Forschungsergebnisse der Medizinischen Universität Wien bringen Hoffnung für Betroffene von chronisch-entzündlichen Darmerkrankungen (CED). Da die Ursache für Erkrankungen wie Morbus Crohn oder Colitis ulcerosa bislang nicht bekannt ist, zielt die Behandlung derzeit auf Linderung der Beschwerden ab. Forscher:innen der MedUni Wien haben nun aber entdeckt, dass der Auslöser für CED an der Oberfläche von Darmepithelzellen zu finden sein könnte. Die Studienergebnisse wurden kürzlich im Fachjournal „EMBO Reports“ veröffentlicht und könnten einen Ansatz für neue Therapiemethoden bedeuten.
Bei ihren Experimenten konnte die Forschungsgruppe um Bernadette Mödl und Robert Eferl vom Zentrum für Krebsforschung (ZKF) und dem Comprehensive Cancer Center (CCC) der MedUni Wien erstmals zeigen, dass bestimmte Veränderungen im Bürstensaum der Darmepithelzellen mit der Entstehung von CED in Zusammenhang stehen könnten. Der Bürstensaum besteht aus dichten, fingerförmigen Ausstülpungen (Mikrovilli) auf der Oberfläche der Darmepithelzellen, den Zellen der äußersten Schicht des Darms. Die Mikrovilli sind durch einen Proteinkomplex (intermikrovillärer Adhäsionskomplex = IMAC) miteinander verbunden, der für eine geordnete Struktur des Bürstensaums verantwortlich ist. Dass ein bestimmtes Protein aus dem IMAC (CDHR5) bei Menschen mit CED in reduziertem Ausmaß vorhanden ist, weiß man schon länger. Um die bislang unbekannten Zusammenhänge zu erforschen, stellte das Forschungsteam für seine Untersuchungen ein Mausmodell her, in dem CDHR5 fehlte. Wie sich mittels Elektronenmikrosopie zeigte, erschienen die Mikrovilli im Bürstensaum dieser Mäuse verkürzt und ungekämmten Haaren gleich völlig ungeordnet.

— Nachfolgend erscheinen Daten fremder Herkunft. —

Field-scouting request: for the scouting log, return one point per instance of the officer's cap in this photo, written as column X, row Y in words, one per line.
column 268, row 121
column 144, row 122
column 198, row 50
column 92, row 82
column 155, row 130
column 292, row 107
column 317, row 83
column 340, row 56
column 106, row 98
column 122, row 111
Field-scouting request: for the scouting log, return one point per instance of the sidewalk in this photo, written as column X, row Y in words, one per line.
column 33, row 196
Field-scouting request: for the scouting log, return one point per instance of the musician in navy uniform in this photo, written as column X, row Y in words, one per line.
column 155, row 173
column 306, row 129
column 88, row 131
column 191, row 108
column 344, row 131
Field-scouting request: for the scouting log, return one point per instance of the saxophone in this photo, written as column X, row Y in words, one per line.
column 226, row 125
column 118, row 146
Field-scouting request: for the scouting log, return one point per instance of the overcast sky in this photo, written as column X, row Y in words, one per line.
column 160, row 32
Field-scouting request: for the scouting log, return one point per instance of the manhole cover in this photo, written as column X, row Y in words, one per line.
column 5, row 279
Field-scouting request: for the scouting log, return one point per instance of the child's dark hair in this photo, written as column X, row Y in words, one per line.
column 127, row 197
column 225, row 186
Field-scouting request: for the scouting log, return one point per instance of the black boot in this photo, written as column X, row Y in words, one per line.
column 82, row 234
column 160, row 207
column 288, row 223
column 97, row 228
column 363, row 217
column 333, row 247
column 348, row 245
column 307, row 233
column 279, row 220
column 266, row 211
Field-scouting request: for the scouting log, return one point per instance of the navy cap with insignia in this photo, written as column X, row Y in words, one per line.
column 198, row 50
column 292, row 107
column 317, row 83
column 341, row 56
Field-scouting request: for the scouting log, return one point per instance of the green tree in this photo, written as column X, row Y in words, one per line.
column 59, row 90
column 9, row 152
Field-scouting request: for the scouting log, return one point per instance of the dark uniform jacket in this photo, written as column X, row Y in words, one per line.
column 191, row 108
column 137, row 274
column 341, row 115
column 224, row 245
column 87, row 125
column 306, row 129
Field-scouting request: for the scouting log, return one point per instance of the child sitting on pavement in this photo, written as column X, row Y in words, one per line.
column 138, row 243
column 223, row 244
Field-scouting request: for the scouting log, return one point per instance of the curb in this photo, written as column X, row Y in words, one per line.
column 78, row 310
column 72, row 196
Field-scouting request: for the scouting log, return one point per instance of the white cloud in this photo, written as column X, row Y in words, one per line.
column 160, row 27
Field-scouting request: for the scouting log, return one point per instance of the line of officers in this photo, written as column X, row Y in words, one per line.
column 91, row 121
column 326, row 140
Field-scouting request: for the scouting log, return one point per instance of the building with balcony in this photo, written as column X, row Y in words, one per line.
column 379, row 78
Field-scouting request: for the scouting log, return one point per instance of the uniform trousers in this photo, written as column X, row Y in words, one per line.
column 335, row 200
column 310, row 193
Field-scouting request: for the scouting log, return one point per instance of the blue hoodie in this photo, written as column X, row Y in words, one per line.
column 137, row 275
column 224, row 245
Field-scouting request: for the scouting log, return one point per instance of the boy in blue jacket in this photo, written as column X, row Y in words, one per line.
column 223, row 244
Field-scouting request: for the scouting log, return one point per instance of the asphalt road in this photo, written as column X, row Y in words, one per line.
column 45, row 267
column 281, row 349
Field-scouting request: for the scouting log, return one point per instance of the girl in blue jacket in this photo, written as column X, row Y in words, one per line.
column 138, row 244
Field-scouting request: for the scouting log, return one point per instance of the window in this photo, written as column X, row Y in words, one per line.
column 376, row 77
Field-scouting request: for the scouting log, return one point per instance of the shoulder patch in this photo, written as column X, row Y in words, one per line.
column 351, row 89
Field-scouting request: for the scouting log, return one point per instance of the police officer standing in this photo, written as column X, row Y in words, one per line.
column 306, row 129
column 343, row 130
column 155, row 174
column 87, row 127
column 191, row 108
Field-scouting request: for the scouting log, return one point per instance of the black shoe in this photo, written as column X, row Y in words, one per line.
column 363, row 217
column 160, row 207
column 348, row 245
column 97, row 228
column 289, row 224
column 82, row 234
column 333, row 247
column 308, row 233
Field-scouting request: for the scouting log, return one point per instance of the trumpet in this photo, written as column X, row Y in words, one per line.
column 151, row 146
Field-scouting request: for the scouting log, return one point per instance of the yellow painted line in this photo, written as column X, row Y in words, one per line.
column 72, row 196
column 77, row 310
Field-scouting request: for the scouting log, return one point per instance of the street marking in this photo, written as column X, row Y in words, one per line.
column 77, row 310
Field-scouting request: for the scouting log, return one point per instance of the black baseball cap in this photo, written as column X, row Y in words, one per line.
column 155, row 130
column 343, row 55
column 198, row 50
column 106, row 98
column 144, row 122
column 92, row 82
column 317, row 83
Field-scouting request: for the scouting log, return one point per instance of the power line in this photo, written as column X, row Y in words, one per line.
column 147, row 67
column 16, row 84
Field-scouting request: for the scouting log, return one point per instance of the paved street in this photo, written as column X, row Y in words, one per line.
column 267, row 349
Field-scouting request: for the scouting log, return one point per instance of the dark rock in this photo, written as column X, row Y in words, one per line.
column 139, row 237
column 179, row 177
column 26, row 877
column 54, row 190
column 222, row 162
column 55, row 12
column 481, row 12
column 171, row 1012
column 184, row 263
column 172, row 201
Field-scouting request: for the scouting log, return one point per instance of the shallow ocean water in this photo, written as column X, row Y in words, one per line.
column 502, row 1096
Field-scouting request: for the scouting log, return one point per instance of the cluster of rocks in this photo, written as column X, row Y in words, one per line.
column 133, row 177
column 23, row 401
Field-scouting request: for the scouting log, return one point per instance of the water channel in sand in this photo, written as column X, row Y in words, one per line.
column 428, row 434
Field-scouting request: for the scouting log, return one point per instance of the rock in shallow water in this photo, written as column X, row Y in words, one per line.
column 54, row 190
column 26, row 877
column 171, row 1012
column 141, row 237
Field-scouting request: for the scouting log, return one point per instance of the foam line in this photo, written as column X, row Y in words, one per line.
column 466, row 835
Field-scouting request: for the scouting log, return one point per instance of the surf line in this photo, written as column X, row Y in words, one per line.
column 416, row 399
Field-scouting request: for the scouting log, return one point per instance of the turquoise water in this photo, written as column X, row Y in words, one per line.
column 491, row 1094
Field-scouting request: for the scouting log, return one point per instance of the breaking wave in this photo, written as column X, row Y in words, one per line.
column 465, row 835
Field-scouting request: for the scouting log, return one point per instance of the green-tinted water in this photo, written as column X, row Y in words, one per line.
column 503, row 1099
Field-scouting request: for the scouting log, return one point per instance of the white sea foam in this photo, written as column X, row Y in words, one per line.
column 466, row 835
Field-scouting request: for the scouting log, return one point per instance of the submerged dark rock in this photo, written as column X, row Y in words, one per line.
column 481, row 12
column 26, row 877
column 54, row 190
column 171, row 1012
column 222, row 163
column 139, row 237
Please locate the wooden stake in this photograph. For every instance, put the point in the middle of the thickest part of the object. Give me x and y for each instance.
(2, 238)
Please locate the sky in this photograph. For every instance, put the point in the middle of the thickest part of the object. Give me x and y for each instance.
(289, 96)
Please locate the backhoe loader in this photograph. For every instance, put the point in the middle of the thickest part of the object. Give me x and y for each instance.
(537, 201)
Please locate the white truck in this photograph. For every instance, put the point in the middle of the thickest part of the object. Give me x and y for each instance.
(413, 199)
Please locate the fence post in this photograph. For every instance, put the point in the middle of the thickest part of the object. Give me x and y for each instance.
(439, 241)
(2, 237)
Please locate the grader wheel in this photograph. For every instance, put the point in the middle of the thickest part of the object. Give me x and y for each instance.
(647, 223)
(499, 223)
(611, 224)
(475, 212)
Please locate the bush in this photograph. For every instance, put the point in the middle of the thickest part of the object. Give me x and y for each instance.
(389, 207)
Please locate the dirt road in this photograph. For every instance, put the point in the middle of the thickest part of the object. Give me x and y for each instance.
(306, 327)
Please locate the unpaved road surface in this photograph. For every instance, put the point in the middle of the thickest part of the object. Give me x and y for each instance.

„Das allein hat aber noch nicht zum Eindringen von schädlichen Bakterien und zur Entstehung einer Darminfektion geführt“, berichtet Erstautorin Bernadette Mödl. Zu CED kam es erst, nachdem im Rahmen des Experiments die schützende Schleimschicht über den Darmepithelzellen durchlässig gemacht worden war. „Reduziertes beziehungsweise fehlendes IMAC-Protein und das damit einhergehende Organisationsdefizit im Bürstensaum haben sich in Kombination mit der Durchlässigkeit der Schleimschicht als möglicher Auslöser von chronisch-entzündlichen Darmerkrankungen herausgestellt“, fasst Studienleiter Robert Eferl die Ergebnisse zusammen. Entsprechend könnten Wirkstoffe, welche die Produktion von IMAC-Proteinen in den Darmepithelzellen fördern, einen möglichen Ansatzpunkt für die Entwicklung einer ursächlichen Therapie von CED darstellen.
Dass ungesundes, fettreiches Essen mit der Entwicklung von CED assoziiert wird, lässt sich übrigens mit den aktuellen Studienergebnissen ebenfalls erklären, denn durch diese Ernährungsweise wird die Schleimschicht im Bürstensaum der Darmepithelzellen nachweislich durchlässiger. Das könnte vor allem für Personen kritisch sein, die familiär bedingt eine niedrige Produktion von CDHR5 aufweisen. Die Forschung wurde in enger Zusammenarbeit mit Kolleg:innen vom Klinischen Institut für Pathologie sowie der Universitätsklinik für Mund-, Kiefer- und Gesichtschirurgie der MedUni Wien sowie mit Partner:innen der Universität Wien durchgeführt. (red)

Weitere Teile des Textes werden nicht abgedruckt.